High memory usage / leaks was: Best mailing list for JVM embedding

Bernd Eckenfels ecki at zusammenkunft.net
Wed Jan 23 01:50:52 UTC 2019


I don’t think the launcher is doing this, it is the class loader, that’s nothing new. You can turn on verbose security debug to see it in all versions.

--
https://Bernd.eckenfels.net

________________________________
Von: core-libs-dev <core-libs-dev-bounces at openjdk.java.net> im Auftrag von Robert Marcano <robert at marcanoonline.com>
Gesendet: Mittwoch, Januar 23, 2019 2:18 AM
An: Alan Bateman
Cc: OpenJDK Dev list; core-libs-dev Libs
Betreff: Re: High memory usage / leaks was: Best mailing list for JVM embedding

On Tue, Jan 22, 2019, 5:53 AM Alan Bateman <Alan.Bateman at oracle.com wrote:

> On 22/01/2019 4:48 am, Robert Marcano wrote:
> >> :
> >>
> >> So the question now is, why signed jars could affect the memory usage
> >> of an application (we aren't doing JAR verification on our custom
> >> launcher, yet), just by being on the java.class.path?
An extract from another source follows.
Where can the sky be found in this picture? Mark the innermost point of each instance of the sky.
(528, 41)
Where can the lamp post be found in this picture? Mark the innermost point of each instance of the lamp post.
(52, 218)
IIRC the
> >> initial application classpath JARs were never verified previously (by
> >> the java launcher alone, without JNLP around).
> >>
> >> Note: Tested with JARs signed with a self signed certificate and with
> >> one signed with a private CA. At most, signing the JARs could slow
> >> down the start up if it is now expected to these being verified by
> >> the java launcher (is it true?) but not higher memory usage and no
> >> reductions after a GC cycle but constants heap size increases.
> Signed JARs can be expensive to verify, esp. on first usage as the
> verification is likely to result in early loading of a lot of security
> classes and infrastructure. If you can narrow down the apparently memory
> leak to a small test case with analysis to suggest it's a JDK bug then
> it would be good to get a bug submitted.
>
> -Alan


Greeting. Sure, I will work on a distributable reproduction of the problem
today but it is new to me that the java launcher do JARs verification now.
If it is doing it I doesn't make sense to me, because a self signed or
unrecognized CA doesn't trigger a validation error.